Introduction to design and realization of mechatronics systems. Micro computer architectures. Basic computer IO devices. Embedded microprocessor systems and control, IO programming such as analogue to digital converters, PWM, serial and parallel outputs. Electrical components such as power supplies, operational amplifiers, transformers and filters. Shielding and grounding. Design of electric, hydraulic and pneumatic actuators. Design of sensors. Design of power transmission systems. Kinematics and dynamics of robotics devices. Basic feedback design to create robustness and performance.

ME 136/236U INTRODUCTION TO CONTROL OF UNMANNED AERIAL VEHICLES

This course introduces students to the control of unmanned aerial vehicles (UAVs). The course will cover modeling and dynamics of aerial vehicles, and common control strategies. Laboratory exercises allow students to apply knowledge on a real system, by programming a microcontroller to control a UAV.

ME 292C / DES INV 190-1 HUMAN CENTERED DESIGN METHODS

This course provides hands-on and real world experience in the development of innovative and realistic customer-driven engineered products, services or systems. Design methods and tools are introduced, and the student’s design ability is developed in a capstone design project or equivalent. The course is organized around the following modules: design research, analysis & synthesis, concept generation & creativity, prototyping, communication & visualization. Students will be expected to use tools and methods of professional practice and use these tools to consider the social, economic and environmental implications of their products, services or systems. There is an emphasis on hands-on innovative thinking and professional practice. We will engage product designers from industry as speakers and coaches.

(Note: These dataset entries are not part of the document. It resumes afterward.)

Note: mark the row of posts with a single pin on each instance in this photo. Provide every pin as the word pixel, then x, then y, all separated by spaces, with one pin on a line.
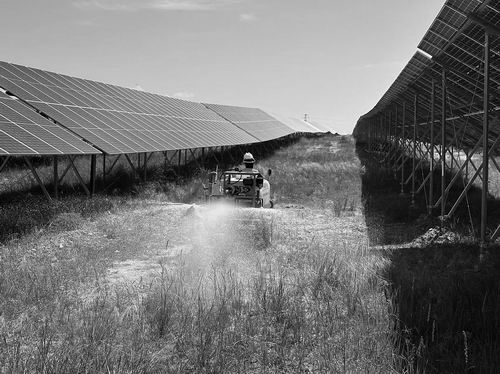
pixel 381 132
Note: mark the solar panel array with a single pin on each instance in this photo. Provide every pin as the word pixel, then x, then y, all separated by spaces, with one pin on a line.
pixel 24 132
pixel 119 120
pixel 253 121
pixel 456 43
pixel 296 124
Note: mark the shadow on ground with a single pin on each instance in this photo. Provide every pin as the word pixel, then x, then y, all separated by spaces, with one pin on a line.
pixel 446 301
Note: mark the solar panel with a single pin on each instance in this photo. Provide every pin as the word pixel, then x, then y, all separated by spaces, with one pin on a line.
pixel 296 124
pixel 120 120
pixel 24 132
pixel 254 121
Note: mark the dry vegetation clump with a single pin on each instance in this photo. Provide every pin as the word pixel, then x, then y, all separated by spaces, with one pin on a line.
pixel 219 290
pixel 446 302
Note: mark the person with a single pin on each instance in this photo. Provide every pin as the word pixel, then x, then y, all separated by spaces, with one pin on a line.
pixel 249 161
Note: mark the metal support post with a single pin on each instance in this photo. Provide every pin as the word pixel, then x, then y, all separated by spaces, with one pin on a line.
pixel 415 108
pixel 37 177
pixel 104 169
pixel 484 195
pixel 443 140
pixel 403 160
pixel 56 177
pixel 431 151
pixel 93 163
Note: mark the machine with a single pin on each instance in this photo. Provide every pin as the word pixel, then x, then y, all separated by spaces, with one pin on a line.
pixel 245 187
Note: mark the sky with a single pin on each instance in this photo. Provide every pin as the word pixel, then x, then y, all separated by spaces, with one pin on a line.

SPH 188 FUNG FELLOWSHIP – HEALTH + TECH SEMESTER 1

Throughout the Fung Fellowship program, a diverse cohort of undergraduate students participate in a cross-disciplinary, experience-based curriculum that integrates design thinking and an immersive community experience. Fellows work in teams to develop technology solutions to address the real-world public health challenges facing at-risk populations. This course provides a space for teamwork and project-based learning.